= List of 07-Ghost chapters =

The cover of the first volume of 07 Ghost as published by Ichijinsha on November 25, 2005, in Japan.

The chapters of the manga series 07-Ghost are written and illustrated by Yuki Amemiya and Yukino Ichihara. The series focuses on Teito Klein, a former slave sent to attend the Barsburg Empire's military academy due to his ability to use Zaiphon, a type of supernatural power. The ability is rare, and thus highly prized. Teito is an amnesiac and doesn't remember anything of his origins – what he does learn of his past comes from his recurring and often traumatizing dreams.
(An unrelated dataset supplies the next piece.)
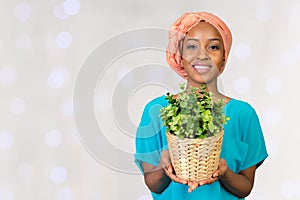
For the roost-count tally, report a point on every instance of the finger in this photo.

07-Ghost was serialized in the monthly magazine Monthly Comic Zero Sum, published by Ichijinsha. Seventeen tankoban volumes have been released. The first volume released on November 25, 2005, and the final on September 25, 2013. The manga was licensed by Go! Comi for release in North America. Viz Media has since picked up the license for the series, after Go!Comi closed, after only releasing the first 3 volumes of 07-Ghost.

==Volume list==
Note: Only the first three volumes were released in English by Go!Comi before they closed; both the Go!Comi and Viz Media release dates and ISBNs are listed for volumes 1–3. From volume 4 onwards, the only release dates and ISBNs are that of Viz Media.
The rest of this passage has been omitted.